Wang Yamin, Lam James, Lin Hong
IEEE Trans Cybern. 2022 Dec;52(12):13915-13926. doi: 10.1109/TCYB.2021.3135933. Epub 2022 Nov 18.
Differential privacy, which has been widely applied in industries, is a privacy mechanism effective in preventing malicious entities from breaching the privacy of an individual participant. It is usually achieved by adding random variables in the data. This article investigates a class of multivariable discrete-time multiagent systems with ϵ -differential privacy preserved. A novel information-masking mechanism is proposed, in which the information of each state transmitted to different neighbors is obscured by adding independent random noises. Then, the mean-square consensus conditions, and the upper bound and lower bound of the convergence rate are obtained.
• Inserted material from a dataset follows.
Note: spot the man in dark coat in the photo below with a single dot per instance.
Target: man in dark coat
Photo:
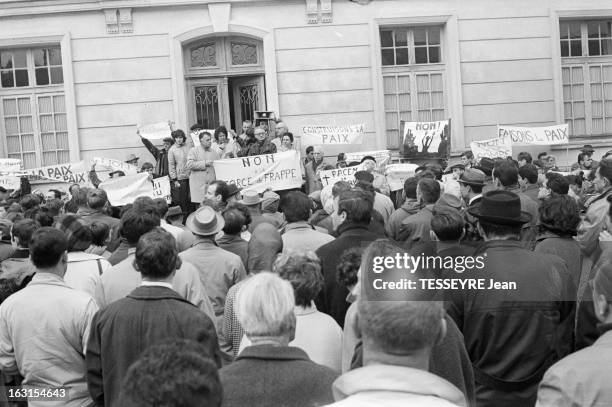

Moreover, the conditions for the convergence rate reaching its upper bound are established. The results can be applied to the average mean-square consensus. In addition, a necessary and sufficient condition is presented under which agents can preserve the dynamics of agents ϵ -differentially private at any time instant.
差分隐私已在诸多行业中广泛应用,它是一种能有效防止恶意实体侵犯个体参与者隐私的隐私机制。通常通过在数据中添加随机变量来实现。本文研究了一类保持(\epsilon)-差分隐私的多变量离散时间多智能体系统。提出了一种新颖的信息掩码机制,其中通过添加独立随机噪声来掩盖传输给不同邻居的每个状态的信息。然后,得到了均方一致性条件以及收敛速率的上界和下界。此外,还建立了收敛速率达到其上界的条件。这些结果可应用于平均均方一致性。另外,给出了一个充要条件,在该条件下智能体在任何时刻都能保持(\epsilon)-差分隐私的智能体动态特性。